The early church was wiser. They called parables by their first line. So, instead of “The Parable of the Prodigal Son”, they called it “A Certain Man Had Two Sons”—which is truer to the story as a whole. And today’s parable was named, “A Man Went Down From Jerusalem to Jericho”. It preserves the surprise at the end.

This parable has become universal in meaning. I met a Filipino who did not know the parable, but he knew what a “good Samaritan” was. How many hospitals and helping agencies through the centuries have been named “Good Samaritan Hospital”, etc. The Church of the Savior in Washington D.C. has a ministry called “Samaritan House” which provides a safe place for people to get well when they are released from the hospital but have no viable place to go.

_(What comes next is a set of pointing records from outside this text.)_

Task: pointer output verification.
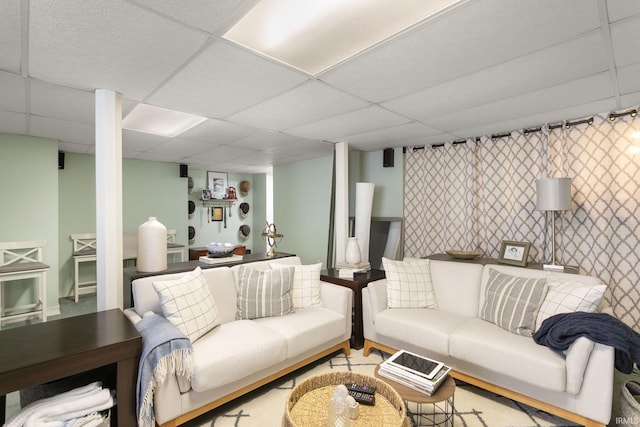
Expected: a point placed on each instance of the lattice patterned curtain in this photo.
(472, 196)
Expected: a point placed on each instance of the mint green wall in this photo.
(302, 204)
(214, 231)
(29, 209)
(389, 182)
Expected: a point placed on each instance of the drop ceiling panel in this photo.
(564, 96)
(10, 28)
(625, 37)
(106, 44)
(223, 80)
(78, 133)
(559, 64)
(301, 105)
(62, 102)
(472, 37)
(11, 122)
(13, 90)
(355, 122)
(212, 16)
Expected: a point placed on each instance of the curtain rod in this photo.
(612, 117)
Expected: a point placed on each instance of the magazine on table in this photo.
(414, 371)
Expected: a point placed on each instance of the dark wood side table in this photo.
(356, 284)
(44, 352)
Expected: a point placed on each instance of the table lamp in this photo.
(553, 195)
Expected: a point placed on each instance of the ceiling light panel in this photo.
(313, 35)
(159, 121)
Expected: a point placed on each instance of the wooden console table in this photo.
(492, 261)
(356, 284)
(131, 273)
(43, 352)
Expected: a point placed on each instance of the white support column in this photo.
(341, 219)
(109, 198)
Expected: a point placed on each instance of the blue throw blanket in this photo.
(558, 332)
(165, 351)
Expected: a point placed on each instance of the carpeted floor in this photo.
(473, 407)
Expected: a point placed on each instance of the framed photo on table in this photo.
(217, 182)
(514, 253)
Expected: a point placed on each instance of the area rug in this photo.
(474, 407)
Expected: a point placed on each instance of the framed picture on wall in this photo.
(217, 183)
(514, 253)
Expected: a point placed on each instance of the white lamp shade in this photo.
(553, 194)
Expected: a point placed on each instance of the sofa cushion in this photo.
(512, 302)
(233, 351)
(566, 296)
(409, 284)
(425, 328)
(306, 284)
(490, 347)
(307, 328)
(187, 303)
(264, 293)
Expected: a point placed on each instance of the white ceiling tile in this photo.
(61, 102)
(473, 37)
(212, 16)
(13, 90)
(563, 96)
(11, 122)
(224, 79)
(62, 130)
(306, 103)
(625, 36)
(558, 64)
(108, 44)
(10, 29)
(355, 122)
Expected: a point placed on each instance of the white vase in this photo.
(352, 253)
(152, 246)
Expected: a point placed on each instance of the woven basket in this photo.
(308, 402)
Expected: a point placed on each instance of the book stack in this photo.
(414, 371)
(346, 270)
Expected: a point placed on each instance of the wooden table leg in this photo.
(126, 393)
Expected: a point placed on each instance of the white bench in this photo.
(19, 261)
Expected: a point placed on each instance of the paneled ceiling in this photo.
(483, 67)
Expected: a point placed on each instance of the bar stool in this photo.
(19, 261)
(84, 250)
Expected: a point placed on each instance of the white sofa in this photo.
(577, 386)
(241, 355)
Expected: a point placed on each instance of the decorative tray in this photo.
(464, 254)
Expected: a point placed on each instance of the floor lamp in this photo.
(553, 195)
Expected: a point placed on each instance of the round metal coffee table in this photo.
(425, 410)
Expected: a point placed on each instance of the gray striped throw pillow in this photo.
(264, 293)
(513, 302)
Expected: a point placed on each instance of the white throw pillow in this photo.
(565, 296)
(187, 303)
(264, 293)
(409, 284)
(306, 284)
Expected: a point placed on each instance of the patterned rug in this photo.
(473, 407)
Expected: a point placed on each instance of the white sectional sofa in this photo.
(576, 386)
(241, 355)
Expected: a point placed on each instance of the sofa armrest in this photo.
(577, 357)
(336, 298)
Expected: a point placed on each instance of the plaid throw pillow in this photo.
(409, 284)
(264, 293)
(512, 302)
(565, 296)
(187, 303)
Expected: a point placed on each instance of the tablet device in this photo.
(416, 364)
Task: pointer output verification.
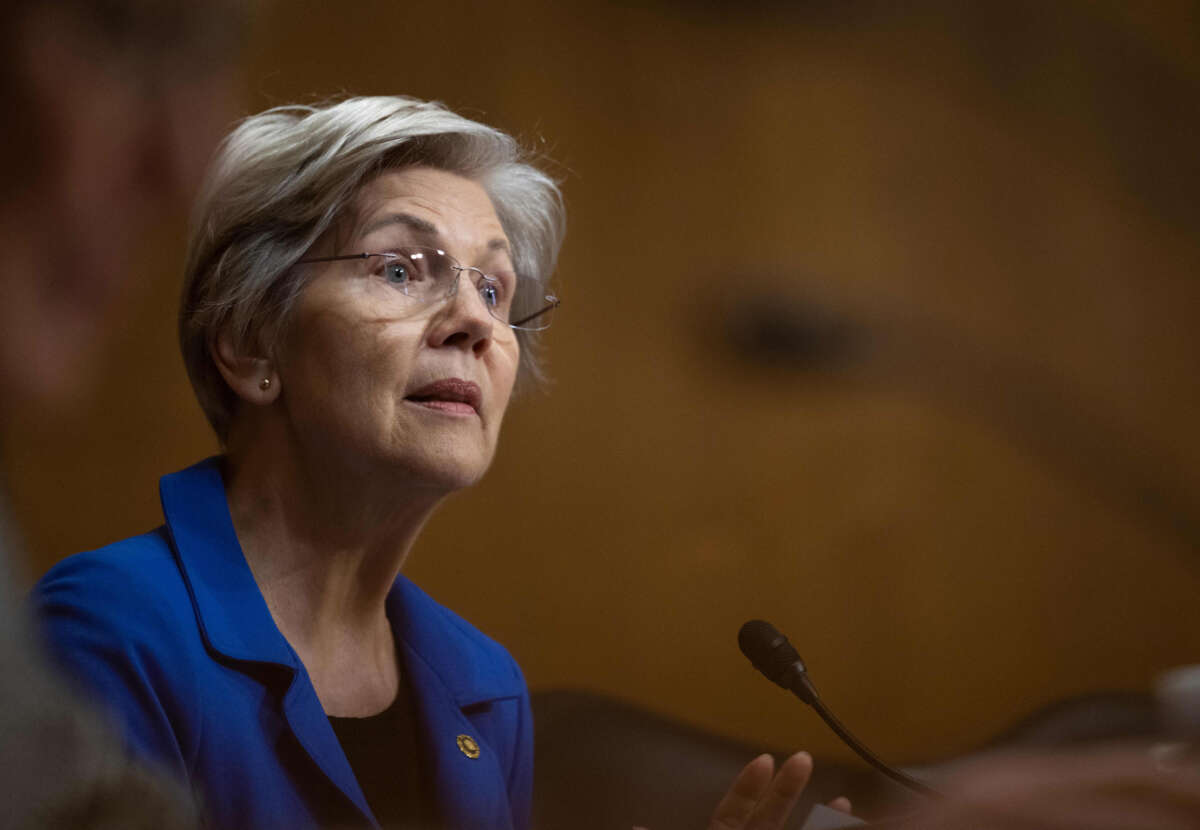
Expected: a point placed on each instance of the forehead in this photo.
(444, 204)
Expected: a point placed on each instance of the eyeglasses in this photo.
(430, 275)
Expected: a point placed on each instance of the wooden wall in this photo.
(880, 326)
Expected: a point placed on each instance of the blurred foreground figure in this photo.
(111, 112)
(1104, 788)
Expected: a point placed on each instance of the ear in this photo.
(252, 378)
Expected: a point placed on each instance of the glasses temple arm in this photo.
(553, 302)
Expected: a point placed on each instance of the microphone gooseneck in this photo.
(771, 653)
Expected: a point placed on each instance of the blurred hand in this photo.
(1099, 789)
(761, 799)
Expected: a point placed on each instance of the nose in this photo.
(463, 320)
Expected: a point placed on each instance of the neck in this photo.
(323, 541)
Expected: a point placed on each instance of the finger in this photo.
(735, 810)
(841, 804)
(781, 795)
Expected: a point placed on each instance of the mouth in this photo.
(451, 396)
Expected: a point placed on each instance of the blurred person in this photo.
(1099, 788)
(365, 284)
(111, 110)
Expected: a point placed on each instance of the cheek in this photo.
(348, 368)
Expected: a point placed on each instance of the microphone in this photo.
(772, 654)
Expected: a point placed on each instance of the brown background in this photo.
(966, 488)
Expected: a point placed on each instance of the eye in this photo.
(396, 271)
(492, 293)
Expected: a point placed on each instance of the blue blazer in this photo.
(171, 631)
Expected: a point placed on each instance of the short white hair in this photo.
(286, 176)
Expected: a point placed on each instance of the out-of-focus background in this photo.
(880, 323)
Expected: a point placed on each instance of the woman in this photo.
(363, 286)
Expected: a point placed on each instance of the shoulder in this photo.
(469, 661)
(130, 593)
(137, 570)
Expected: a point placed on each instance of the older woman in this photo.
(363, 287)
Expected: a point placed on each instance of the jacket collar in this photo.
(237, 623)
(450, 665)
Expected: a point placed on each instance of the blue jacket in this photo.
(171, 631)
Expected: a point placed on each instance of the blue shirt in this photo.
(171, 631)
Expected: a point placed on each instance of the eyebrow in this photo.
(424, 227)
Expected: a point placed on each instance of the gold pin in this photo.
(468, 746)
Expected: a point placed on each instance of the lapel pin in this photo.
(468, 746)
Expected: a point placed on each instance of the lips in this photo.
(450, 395)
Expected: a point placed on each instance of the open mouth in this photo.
(453, 396)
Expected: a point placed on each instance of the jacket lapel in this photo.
(447, 675)
(233, 615)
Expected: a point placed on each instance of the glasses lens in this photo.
(423, 274)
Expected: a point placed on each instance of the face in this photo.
(370, 377)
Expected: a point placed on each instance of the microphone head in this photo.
(771, 653)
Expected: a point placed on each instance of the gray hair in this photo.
(285, 178)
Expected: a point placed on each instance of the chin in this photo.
(445, 471)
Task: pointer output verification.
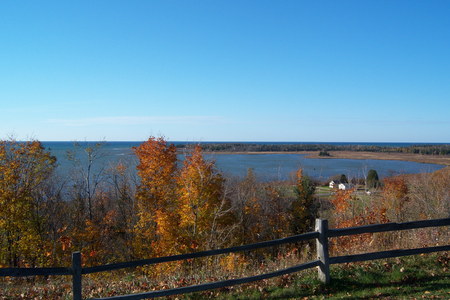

And, no passage so easily evokes the three questions we are using as we journey together through Luke: Who am I in this story? What is God calling me to be and to do? And, Who is my neighbor, the one God is calling me to love as myself?

I

          A bit of background on Samaritans in Jesus’ time and culture. Jews despised Samaritans for racial and religious reasons. Samaritans had long ago intermarried with non-Jews, and they had rival holy places and scriptures. Religion and race can become a deadly stew of hatred and bigotry. I remember flying somewhere soon after 9/11. As I reached the airport door a man with a turban and darker skin and different clothes reached to help me with my bags. He worked for the airlines, but I froze for a moment. Even to read the name Al Qaeda causes some churning inside. And as for religion, Paschal said centuries ago, “Humankind never does evil so completely and so cheerfully as from religious conviction.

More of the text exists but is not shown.